If in deep water, you will move, but you’ll be going so slowly it’s almost imperceptible how little you move. For ambitious runners, this is kind of a downer at first because we want to go as fast as we can. But in the pool, your speed doesn’t really matter. The training effort (time spent pool running and the intensity you do it) is what counts; the laps don’t. (I don’t even count laps. I just measure my pool running by the clock.)
If the pool is crowded, you may have to just go back and forth in a lane. Or in a tight circle. So being slow actually helps in reducing the water you cover. Again, Barton Springs is ideal because there’s so much open water and you shouldn’t get in anyone’s way if you go early enough.
Continue running and try not to pull with your hands or kick your feet back more than normal. Don’t cup your hand to provide added propulsion. Simply, use your hands in the same up-and-down motion and rhythm as running and allow the legs to move you forward. It will be much harder to pull your legs through than on land—much harder–but that’s what will provide you with such a terrific workout.

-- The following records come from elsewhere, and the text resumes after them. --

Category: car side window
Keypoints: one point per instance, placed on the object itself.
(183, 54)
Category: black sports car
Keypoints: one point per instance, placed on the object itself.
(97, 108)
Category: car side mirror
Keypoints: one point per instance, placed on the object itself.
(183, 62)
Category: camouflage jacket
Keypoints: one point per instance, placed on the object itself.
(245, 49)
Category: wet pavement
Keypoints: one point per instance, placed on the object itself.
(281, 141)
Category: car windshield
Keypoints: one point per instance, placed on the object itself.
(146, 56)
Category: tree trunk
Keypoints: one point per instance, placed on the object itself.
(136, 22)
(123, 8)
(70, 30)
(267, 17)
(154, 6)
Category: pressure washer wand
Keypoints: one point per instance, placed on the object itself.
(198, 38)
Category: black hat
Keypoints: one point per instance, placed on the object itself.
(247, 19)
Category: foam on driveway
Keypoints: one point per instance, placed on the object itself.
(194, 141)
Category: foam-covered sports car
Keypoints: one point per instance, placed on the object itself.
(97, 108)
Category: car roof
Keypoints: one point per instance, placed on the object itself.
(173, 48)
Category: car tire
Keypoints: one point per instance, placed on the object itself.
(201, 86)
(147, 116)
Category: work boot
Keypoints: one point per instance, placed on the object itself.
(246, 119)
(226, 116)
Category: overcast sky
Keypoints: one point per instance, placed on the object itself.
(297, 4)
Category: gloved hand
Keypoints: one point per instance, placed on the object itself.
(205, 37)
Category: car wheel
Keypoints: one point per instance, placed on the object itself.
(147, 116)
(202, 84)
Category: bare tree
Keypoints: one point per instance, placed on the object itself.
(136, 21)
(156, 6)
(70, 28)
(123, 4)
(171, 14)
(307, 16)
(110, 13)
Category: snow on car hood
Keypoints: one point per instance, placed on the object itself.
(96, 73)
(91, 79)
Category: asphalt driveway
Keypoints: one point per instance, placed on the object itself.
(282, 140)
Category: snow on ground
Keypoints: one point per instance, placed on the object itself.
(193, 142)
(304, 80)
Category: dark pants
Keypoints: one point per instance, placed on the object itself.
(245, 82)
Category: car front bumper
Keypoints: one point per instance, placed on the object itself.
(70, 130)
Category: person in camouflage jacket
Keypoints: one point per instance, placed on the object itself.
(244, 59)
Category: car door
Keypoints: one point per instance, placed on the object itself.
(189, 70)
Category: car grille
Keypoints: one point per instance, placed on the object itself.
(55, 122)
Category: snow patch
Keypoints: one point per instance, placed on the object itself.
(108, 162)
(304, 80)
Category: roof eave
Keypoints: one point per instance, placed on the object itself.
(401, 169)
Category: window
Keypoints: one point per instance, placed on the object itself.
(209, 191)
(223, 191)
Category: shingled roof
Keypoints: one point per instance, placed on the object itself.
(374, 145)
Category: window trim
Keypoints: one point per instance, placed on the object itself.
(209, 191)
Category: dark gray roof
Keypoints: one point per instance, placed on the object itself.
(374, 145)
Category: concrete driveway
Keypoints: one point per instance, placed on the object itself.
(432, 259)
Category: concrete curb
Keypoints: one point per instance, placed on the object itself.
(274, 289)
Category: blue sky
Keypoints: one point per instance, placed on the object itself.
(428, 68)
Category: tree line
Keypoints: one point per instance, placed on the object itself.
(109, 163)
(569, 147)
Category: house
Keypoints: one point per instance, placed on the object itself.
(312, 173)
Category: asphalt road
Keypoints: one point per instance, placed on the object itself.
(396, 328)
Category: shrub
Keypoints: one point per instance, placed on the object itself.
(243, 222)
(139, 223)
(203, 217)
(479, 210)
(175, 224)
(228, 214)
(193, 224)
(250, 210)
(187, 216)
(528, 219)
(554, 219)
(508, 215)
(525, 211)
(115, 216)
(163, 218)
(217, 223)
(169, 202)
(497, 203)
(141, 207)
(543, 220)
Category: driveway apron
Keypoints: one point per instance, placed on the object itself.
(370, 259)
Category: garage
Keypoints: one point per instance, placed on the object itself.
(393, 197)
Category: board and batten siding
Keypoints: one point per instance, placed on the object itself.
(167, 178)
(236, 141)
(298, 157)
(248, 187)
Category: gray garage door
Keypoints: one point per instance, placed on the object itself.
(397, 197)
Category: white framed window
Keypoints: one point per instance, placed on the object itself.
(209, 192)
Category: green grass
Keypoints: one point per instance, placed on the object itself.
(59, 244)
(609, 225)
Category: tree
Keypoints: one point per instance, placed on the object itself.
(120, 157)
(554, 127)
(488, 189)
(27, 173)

One major difference between running on land and in the pool is your heart rate is about 10-15 percent lower in the water because the water makes you so buoyant (and it’s cooler, especially if you’re running in The Springs). Plus, since you’re constantly being cooled by the water, you aren’t heating up like on dry land which also lowers your heart rate.
Still, it’s important to get your heart rate up. To do so, simulate a speed session. Try running hard for one minute, recover for a minute and then follow with another minute of hard running. Do 10 of those. Or sprint hard for 30 seconds every minute. That will get your heart rate up.
Or, do a fartlek workout. Run hard for five minutes, recover for two, run hard for 10 minutes, jog recover for three. Or run hard to one pool ladder and recover as you run to the next ladder. Mix it up and add variety by simulating your dry land workouts. Do whatever it takes to make it interesting and elevate your heart rate.
A long run in the water? It’s certainly possible and I know runners—injured runners—who will go for two hours running in the water. But it’s very difficult to do, plus you monopolize limited space for a long time.
You don’t need to wear goggles because your face should be above water most of the time, but sometimes the chemicals in the pool (especially early) can irritate your eyes. Generally, I wear goggles when I run in the pool just to give my eyes some protection from the sun. I’ve seen people wear sunglasses when they run in the water, but they tend to get wet from the splashing.
I started running in the pool years ago when I was injured and much to my amazement felt like I hadn’t lost anything when I returned to dry land running. When I started running again, I continued pool running as a supplement and discovered that I semi-enjoyed it and felt that it paid dividends in terms of strength and overall body fitness.
Admittedly, I’m fortunate to have a 50-meter pool in my neighborhood. I’ve always been a swimmer and every day after work, I do my normal swim workout. When I finish, I hop into the kids section (about four feet deep) and “run” forward and backward for another 20 minutes, emphasizing good form.
Assuming you aren’t injured, use pool running to supplement your regular training. Instead of running on dry land, substitute one or two pool runs per week during the heat of summer. Again, running in the water is just like running on the land—except without the pounding and heat.
Is pool running boring? Well yeah it can be. But if you can get over it, pool running is an ideal way to supplement your summer running and/or keep running while injured.